After starting the season expecting to fight Mercedes for the title, Ferrari has failed to win a race this year whereas Red Bull claimed its first victory with Honda in Austria.
Red Bull then showed greater pace than Ferrari in the British Grand Prix, at a circuit it has traditionally struggled in the V6 turbo-hybrid engine era.
Binotto said of Red Bull: “They certainly improved, and if you look at the last two races, as a matter of fact they won in Austria and have been very competitive [in Britain]. I think our packages are very close and I think that the last few races have shown it.
“Are they the second, are we the second? I think we are very close. This is giving us a further boost because we know we need to improve and we need to be capable of fighting for the first position at each single race where is the circuit.
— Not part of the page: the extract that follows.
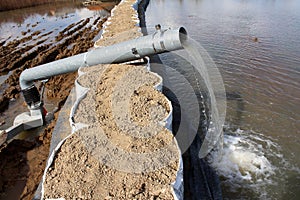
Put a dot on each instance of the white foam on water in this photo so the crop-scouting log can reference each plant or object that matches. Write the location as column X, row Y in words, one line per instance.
column 253, row 162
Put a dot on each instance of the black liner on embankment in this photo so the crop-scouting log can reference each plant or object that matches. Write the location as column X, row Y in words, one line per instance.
column 200, row 179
“It has not been the case [in Britain] no doubt, and from that perspective it has been disappointing.
“After qualifying we were expecting a better result, but the pace was not good enough and I think there is still a lot to improve.”
Ferrari still holds a decent lead in the battle for second in the constructors’ championship, 52 points clear of Red Bull, but it is 164 points behind the title-leading Mercedes team.
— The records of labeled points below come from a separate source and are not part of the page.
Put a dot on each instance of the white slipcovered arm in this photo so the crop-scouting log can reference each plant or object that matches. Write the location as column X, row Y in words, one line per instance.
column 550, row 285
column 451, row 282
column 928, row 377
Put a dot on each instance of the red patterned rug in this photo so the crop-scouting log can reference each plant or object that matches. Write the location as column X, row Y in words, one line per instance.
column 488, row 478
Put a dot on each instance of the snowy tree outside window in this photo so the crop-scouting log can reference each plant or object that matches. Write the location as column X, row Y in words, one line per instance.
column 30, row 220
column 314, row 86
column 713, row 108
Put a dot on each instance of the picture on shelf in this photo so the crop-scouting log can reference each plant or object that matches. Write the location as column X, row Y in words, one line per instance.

Despite claiming pole position in three races this season Ferrari has failed to translate its rare Saturday advantages into victory.
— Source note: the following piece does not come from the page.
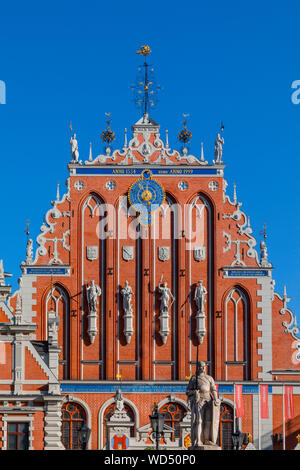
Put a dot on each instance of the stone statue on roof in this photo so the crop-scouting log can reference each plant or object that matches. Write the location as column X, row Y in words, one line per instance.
column 74, row 148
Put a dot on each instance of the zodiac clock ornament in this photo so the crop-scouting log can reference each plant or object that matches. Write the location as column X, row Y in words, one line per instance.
column 146, row 196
Charles Leclerc has been its lone pole contender over the three previous grands prix, because various problems have conspired to hurt Sebastian Vettel’s qualifying form.
Vettel has not started higher than sixth over the last three grands prix and at Silverstone, he admitted: “The car felt a lot better in the race and obviously we didn’t change the car, you’re not allowed to do that.
“I just couldn’t extract the performance from the car [in qualifying] whereas [in the race] it kind of came naturally and was a no-brainer. I had more confidence in the tyres and in the car overall.”